Cette évolution juridique marquera l'attachement de la République à une partie de son territoire qui a été trop souvent oubliée – et même complètement délaissée à bien des égards. Ainsi, et même si plusieurs actions concrètes ont été menées, il aura fallu attendre 2016 pour que soit neutralisé et détruit le stock de munitions qu'y avaient laissé les Américains en 1944. L'une des préconisations de mon rapport est donc en train d'être appliquée. De même, nous avons préconisé un passage plus fréquent des navires de la marine nationale sur l'île. Le dernier contrat d'objectifs prévoyait un passage tous les trois ans : on ne peut pas considérer la souveraineté comme effective sur un territoire où l'on se rend à cette fréquence pour y remplacer le drapeau et y repeindre la stèle.
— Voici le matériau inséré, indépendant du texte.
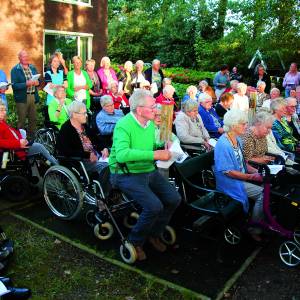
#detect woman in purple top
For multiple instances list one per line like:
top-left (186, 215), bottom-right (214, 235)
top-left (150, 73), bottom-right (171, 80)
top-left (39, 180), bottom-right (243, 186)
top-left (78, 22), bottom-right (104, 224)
top-left (282, 63), bottom-right (300, 97)
top-left (97, 56), bottom-right (118, 94)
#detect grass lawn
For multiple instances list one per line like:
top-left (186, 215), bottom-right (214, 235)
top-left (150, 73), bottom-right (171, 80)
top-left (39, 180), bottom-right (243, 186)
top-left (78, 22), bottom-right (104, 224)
top-left (1, 216), bottom-right (191, 300)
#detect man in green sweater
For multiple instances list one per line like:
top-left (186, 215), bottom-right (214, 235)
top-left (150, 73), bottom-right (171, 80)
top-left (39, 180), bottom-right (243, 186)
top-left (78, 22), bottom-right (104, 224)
top-left (109, 90), bottom-right (181, 260)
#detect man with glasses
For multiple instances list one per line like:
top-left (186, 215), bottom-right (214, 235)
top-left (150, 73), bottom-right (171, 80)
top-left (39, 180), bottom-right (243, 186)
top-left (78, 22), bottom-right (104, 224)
top-left (109, 90), bottom-right (181, 260)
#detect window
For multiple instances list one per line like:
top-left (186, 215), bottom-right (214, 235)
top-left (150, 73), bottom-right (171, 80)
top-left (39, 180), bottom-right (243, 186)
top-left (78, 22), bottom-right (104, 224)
top-left (44, 30), bottom-right (93, 70)
top-left (52, 0), bottom-right (92, 7)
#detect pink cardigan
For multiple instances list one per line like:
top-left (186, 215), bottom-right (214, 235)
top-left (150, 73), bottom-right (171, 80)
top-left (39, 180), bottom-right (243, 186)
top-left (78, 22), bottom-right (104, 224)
top-left (97, 68), bottom-right (118, 90)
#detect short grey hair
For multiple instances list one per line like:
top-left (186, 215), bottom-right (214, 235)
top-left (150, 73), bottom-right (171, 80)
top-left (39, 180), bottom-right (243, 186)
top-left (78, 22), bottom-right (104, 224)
top-left (182, 99), bottom-right (199, 112)
top-left (68, 100), bottom-right (86, 119)
top-left (100, 95), bottom-right (114, 108)
top-left (256, 80), bottom-right (266, 87)
top-left (198, 93), bottom-right (212, 102)
top-left (270, 98), bottom-right (287, 114)
top-left (223, 109), bottom-right (248, 132)
top-left (253, 111), bottom-right (275, 126)
top-left (53, 85), bottom-right (66, 96)
top-left (129, 89), bottom-right (153, 112)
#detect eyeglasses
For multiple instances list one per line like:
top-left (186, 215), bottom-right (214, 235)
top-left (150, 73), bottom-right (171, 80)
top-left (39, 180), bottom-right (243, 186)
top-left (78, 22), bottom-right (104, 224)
top-left (75, 111), bottom-right (87, 116)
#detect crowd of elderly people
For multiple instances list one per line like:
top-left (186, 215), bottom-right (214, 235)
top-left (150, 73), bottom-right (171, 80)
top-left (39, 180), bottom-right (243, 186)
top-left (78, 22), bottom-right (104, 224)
top-left (0, 50), bottom-right (300, 260)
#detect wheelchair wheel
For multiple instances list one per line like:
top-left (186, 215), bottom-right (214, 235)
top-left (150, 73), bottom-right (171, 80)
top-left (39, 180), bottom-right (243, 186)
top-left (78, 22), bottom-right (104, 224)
top-left (34, 129), bottom-right (56, 155)
top-left (123, 211), bottom-right (140, 229)
top-left (120, 241), bottom-right (137, 264)
top-left (294, 229), bottom-right (300, 246)
top-left (160, 225), bottom-right (176, 246)
top-left (224, 226), bottom-right (242, 245)
top-left (43, 166), bottom-right (83, 220)
top-left (279, 241), bottom-right (300, 267)
top-left (94, 222), bottom-right (114, 241)
top-left (1, 175), bottom-right (30, 202)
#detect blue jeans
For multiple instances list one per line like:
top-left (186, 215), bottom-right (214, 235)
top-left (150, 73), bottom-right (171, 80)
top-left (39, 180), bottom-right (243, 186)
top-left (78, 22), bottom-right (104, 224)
top-left (111, 170), bottom-right (181, 246)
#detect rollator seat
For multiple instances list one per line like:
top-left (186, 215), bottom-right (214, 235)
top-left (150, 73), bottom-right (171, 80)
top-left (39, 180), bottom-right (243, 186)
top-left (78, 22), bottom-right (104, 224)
top-left (190, 191), bottom-right (242, 219)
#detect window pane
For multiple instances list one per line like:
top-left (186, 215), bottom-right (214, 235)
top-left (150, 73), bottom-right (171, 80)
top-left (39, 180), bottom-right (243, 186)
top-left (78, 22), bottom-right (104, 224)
top-left (44, 34), bottom-right (78, 69)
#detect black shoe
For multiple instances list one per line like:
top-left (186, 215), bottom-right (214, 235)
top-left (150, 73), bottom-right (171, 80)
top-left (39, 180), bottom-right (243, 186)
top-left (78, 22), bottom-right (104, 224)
top-left (2, 287), bottom-right (31, 300)
top-left (0, 277), bottom-right (12, 286)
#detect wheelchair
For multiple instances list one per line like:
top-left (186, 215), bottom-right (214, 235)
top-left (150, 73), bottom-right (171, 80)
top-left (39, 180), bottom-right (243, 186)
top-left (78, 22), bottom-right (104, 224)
top-left (43, 157), bottom-right (139, 264)
top-left (0, 149), bottom-right (49, 202)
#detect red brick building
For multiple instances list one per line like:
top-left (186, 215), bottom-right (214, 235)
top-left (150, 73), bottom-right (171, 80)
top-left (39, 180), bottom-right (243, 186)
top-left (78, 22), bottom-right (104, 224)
top-left (0, 0), bottom-right (107, 78)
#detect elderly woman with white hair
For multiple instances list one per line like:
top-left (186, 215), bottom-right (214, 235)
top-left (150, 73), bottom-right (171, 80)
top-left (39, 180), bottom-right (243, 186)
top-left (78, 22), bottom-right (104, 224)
top-left (109, 89), bottom-right (181, 260)
top-left (56, 101), bottom-right (108, 174)
top-left (231, 82), bottom-right (249, 112)
top-left (48, 85), bottom-right (72, 129)
top-left (181, 85), bottom-right (198, 104)
top-left (174, 99), bottom-right (211, 150)
top-left (214, 109), bottom-right (263, 241)
top-left (117, 60), bottom-right (133, 98)
top-left (131, 60), bottom-right (146, 89)
top-left (198, 93), bottom-right (224, 138)
top-left (96, 95), bottom-right (124, 135)
top-left (256, 80), bottom-right (269, 110)
top-left (145, 59), bottom-right (165, 97)
top-left (97, 56), bottom-right (118, 93)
Par le biais de cette proposition de loi, la France affirme sa volonté de conserver cette île et son statut juridique.
J'en viens à mes deux derniers points.
En premier lieu, je voudrais insister sur notre souveraineté et sur le statut de l'île. Les Mexicains contestent moins notre souveraineté sur le plan juridique mais qu'en serait-il si un gouvernement populiste prenait un jour le pouvoir dans ce pays ? Nous devons nous poser la question du statut, en ayant en tête la différence qui existe entre un îlot et une île : contrairement à l'îlot, l'île peut générer une ZEE à condition d'être habitable ou habitée. Nous courrons le risque de voir déclasser cette île en îlot, au sens de la Convention de Montego Bay, ce qui nous ferait perdre les avantages liés à la ZEE.
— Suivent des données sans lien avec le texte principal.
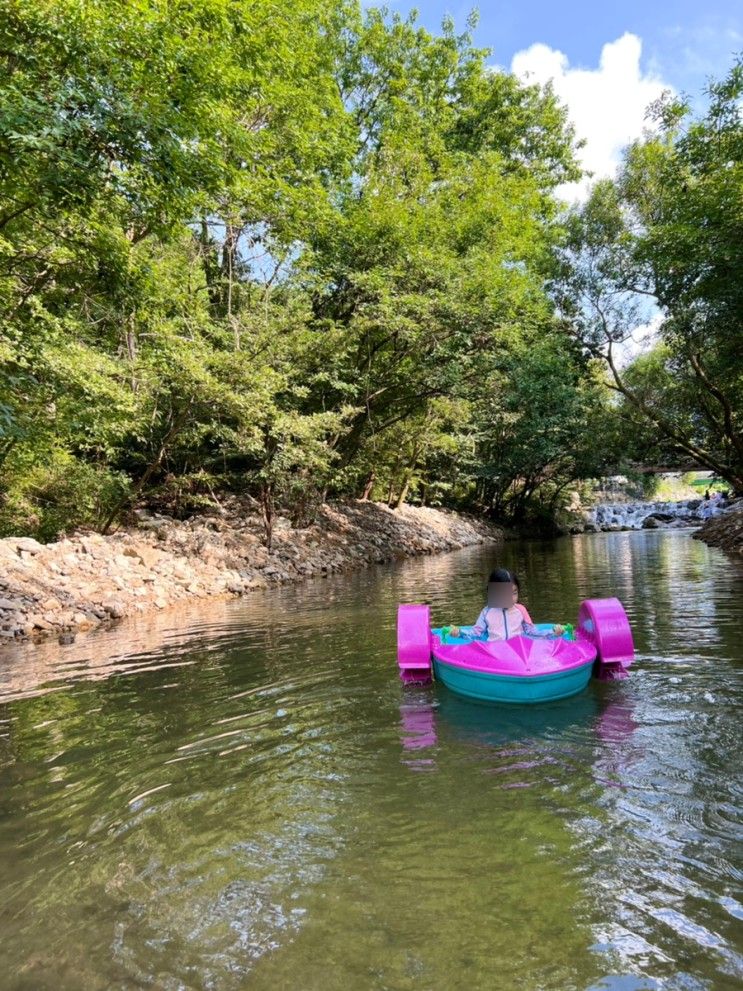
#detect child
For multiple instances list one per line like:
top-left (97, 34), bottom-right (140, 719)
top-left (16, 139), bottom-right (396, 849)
top-left (511, 571), bottom-right (533, 625)
top-left (451, 568), bottom-right (565, 640)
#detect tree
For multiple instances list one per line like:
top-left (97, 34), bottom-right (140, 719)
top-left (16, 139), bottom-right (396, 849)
top-left (556, 62), bottom-right (743, 492)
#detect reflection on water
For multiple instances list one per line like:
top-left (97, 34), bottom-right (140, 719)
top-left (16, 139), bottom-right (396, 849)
top-left (0, 532), bottom-right (743, 991)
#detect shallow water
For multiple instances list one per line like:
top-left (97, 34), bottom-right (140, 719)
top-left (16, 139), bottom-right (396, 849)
top-left (0, 532), bottom-right (743, 991)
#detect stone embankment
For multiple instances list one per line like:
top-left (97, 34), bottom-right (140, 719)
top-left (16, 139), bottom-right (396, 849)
top-left (0, 499), bottom-right (502, 644)
top-left (694, 502), bottom-right (743, 555)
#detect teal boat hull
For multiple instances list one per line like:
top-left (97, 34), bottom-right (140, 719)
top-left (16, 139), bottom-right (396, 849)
top-left (433, 657), bottom-right (594, 705)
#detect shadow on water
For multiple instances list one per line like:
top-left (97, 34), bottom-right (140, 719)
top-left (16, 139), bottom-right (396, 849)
top-left (0, 533), bottom-right (743, 991)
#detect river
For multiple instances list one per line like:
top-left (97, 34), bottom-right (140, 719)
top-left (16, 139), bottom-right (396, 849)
top-left (0, 531), bottom-right (743, 991)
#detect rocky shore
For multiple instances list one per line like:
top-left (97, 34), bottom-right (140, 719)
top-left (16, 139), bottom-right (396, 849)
top-left (694, 503), bottom-right (743, 556)
top-left (0, 499), bottom-right (502, 645)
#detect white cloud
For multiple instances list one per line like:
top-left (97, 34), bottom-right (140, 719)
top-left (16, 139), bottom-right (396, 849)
top-left (511, 33), bottom-right (672, 199)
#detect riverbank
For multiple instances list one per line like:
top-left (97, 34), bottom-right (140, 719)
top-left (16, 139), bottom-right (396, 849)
top-left (0, 499), bottom-right (503, 644)
top-left (694, 504), bottom-right (743, 556)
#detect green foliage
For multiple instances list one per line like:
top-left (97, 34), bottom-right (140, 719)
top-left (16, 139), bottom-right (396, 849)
top-left (556, 60), bottom-right (743, 492)
top-left (0, 0), bottom-right (668, 545)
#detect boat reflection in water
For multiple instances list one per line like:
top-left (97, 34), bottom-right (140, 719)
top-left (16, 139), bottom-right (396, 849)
top-left (400, 685), bottom-right (638, 787)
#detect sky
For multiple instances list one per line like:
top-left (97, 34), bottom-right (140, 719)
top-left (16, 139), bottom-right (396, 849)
top-left (388, 0), bottom-right (743, 200)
Ce risque serait écarté si l'on y créait, comme je le propose, une station scientifique à vocation internationale, dont les coûts d'installation et de fonctionnement pourraient être financés par la vente des droits de pêche dans cette ZEE qui est l'une des plus riches du monde en thonidés. Il s'en pêche entre 30 000 et 50 000 tonnes par an, alors que les Mexicains ne déclarent que 1 500 à 4 000 tonnes de prises par an. Il est donc important d'avoir cette perspective de création d'une base scientifique sur une île dotée du statut juridique idoine, afin d'assurer notre présence.
En second lieu, je voudrais vous rappeler les événements qui se déroulent dans cette partie du monde. Voyez ce que font les Chinois dans l'archipel des Spratleys. Ils ont bétonné le récif de Fiery Cross pour en faire une véritable île avec une base de vie afin de se voir reconnaître la ZEE afférente. Ils conduisent une stratégie planifiée d'expansion alors que nous sommes dans une lâche situation d'abandon. L'adoption de cette proposition de loi marquerait une première étape sur le chemin nous conduisant à assurer notre pleine souveraineté sur cette île.
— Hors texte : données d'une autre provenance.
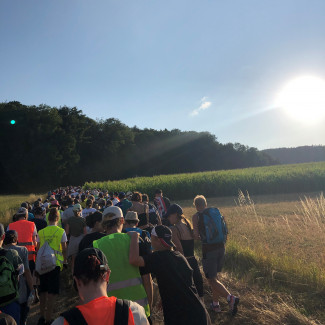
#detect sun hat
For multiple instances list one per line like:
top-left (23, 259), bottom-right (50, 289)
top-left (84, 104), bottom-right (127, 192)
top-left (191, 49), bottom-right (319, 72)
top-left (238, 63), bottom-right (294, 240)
top-left (124, 211), bottom-right (139, 221)
top-left (151, 225), bottom-right (176, 248)
top-left (103, 206), bottom-right (123, 220)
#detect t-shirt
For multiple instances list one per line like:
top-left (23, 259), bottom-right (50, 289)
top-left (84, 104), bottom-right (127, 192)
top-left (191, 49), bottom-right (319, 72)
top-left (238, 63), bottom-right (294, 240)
top-left (67, 216), bottom-right (86, 237)
top-left (79, 231), bottom-right (106, 252)
top-left (143, 250), bottom-right (211, 325)
top-left (33, 218), bottom-right (47, 232)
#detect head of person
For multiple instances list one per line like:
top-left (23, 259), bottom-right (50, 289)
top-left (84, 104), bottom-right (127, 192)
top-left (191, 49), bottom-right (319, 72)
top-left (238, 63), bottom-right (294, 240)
top-left (3, 230), bottom-right (18, 245)
top-left (151, 225), bottom-right (176, 251)
top-left (102, 206), bottom-right (124, 233)
top-left (73, 248), bottom-right (111, 301)
top-left (118, 192), bottom-right (126, 201)
top-left (142, 194), bottom-right (149, 203)
top-left (124, 211), bottom-right (139, 228)
top-left (16, 207), bottom-right (28, 220)
top-left (155, 188), bottom-right (163, 197)
top-left (72, 203), bottom-right (82, 217)
top-left (48, 208), bottom-right (60, 225)
top-left (131, 192), bottom-right (142, 202)
top-left (193, 195), bottom-right (208, 212)
top-left (86, 211), bottom-right (104, 231)
top-left (0, 223), bottom-right (5, 247)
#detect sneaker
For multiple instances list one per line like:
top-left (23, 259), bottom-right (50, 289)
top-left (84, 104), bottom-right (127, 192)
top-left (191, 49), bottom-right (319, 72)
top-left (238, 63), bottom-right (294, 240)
top-left (210, 302), bottom-right (221, 313)
top-left (228, 295), bottom-right (239, 316)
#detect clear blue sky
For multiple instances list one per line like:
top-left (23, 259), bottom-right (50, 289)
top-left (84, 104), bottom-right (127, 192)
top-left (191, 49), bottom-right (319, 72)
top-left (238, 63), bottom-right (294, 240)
top-left (0, 0), bottom-right (325, 149)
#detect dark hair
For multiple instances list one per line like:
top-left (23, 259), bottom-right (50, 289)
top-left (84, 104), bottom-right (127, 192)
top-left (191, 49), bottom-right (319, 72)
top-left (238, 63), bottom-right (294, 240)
top-left (131, 192), bottom-right (142, 202)
top-left (3, 230), bottom-right (18, 245)
top-left (142, 194), bottom-right (149, 202)
top-left (48, 208), bottom-right (60, 222)
top-left (86, 211), bottom-right (103, 228)
top-left (75, 255), bottom-right (107, 285)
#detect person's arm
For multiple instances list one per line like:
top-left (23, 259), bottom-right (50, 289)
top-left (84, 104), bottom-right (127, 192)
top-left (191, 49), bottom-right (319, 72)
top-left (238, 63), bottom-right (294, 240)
top-left (192, 213), bottom-right (200, 240)
top-left (128, 231), bottom-right (145, 266)
top-left (170, 226), bottom-right (184, 255)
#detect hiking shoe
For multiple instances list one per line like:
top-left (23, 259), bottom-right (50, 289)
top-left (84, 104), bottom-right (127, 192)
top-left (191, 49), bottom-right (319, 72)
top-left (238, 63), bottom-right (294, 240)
top-left (210, 302), bottom-right (221, 313)
top-left (228, 295), bottom-right (239, 316)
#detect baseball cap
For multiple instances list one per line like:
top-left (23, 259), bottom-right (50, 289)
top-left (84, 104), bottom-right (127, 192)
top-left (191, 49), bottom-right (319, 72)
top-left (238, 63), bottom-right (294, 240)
top-left (72, 203), bottom-right (82, 211)
top-left (103, 206), bottom-right (123, 220)
top-left (16, 207), bottom-right (28, 214)
top-left (164, 203), bottom-right (183, 218)
top-left (73, 248), bottom-right (109, 277)
top-left (124, 211), bottom-right (139, 221)
top-left (151, 225), bottom-right (176, 248)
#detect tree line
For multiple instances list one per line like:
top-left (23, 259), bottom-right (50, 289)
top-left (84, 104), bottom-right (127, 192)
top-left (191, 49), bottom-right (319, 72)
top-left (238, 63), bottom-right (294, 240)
top-left (0, 101), bottom-right (276, 193)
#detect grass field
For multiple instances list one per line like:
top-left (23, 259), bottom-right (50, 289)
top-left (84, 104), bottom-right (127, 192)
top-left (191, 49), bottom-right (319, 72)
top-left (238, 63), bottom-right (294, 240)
top-left (84, 162), bottom-right (325, 200)
top-left (0, 190), bottom-right (325, 325)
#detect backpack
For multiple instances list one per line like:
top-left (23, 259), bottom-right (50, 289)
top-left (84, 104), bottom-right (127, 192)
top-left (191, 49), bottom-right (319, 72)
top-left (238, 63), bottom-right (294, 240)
top-left (35, 230), bottom-right (58, 275)
top-left (199, 208), bottom-right (228, 244)
top-left (0, 249), bottom-right (18, 306)
top-left (61, 299), bottom-right (129, 325)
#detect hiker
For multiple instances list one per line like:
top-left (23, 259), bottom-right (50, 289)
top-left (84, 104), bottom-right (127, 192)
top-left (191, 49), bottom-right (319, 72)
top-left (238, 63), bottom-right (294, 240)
top-left (153, 189), bottom-right (170, 226)
top-left (78, 211), bottom-right (106, 252)
top-left (123, 211), bottom-right (153, 310)
top-left (65, 204), bottom-right (87, 270)
top-left (116, 192), bottom-right (132, 217)
top-left (37, 208), bottom-right (67, 325)
top-left (3, 230), bottom-right (34, 325)
top-left (8, 207), bottom-right (37, 274)
top-left (192, 195), bottom-right (239, 315)
top-left (129, 192), bottom-right (149, 229)
top-left (129, 225), bottom-right (211, 325)
top-left (0, 223), bottom-right (27, 325)
top-left (165, 204), bottom-right (204, 297)
top-left (93, 206), bottom-right (150, 317)
top-left (52, 248), bottom-right (148, 325)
Monsieur le président, veuillez m'excuser d'avoir parlé avec passion de l'île du même nom. Dans l'histoire de la République, elle a eu assez peu l'occasion de faire autant parler d'elle au sein d'une commission comme aujourd'hui et en séance comme ce sera le cas la semaine prochaine. Nous devions le faire, par sens des responsabilités envers les générations futures.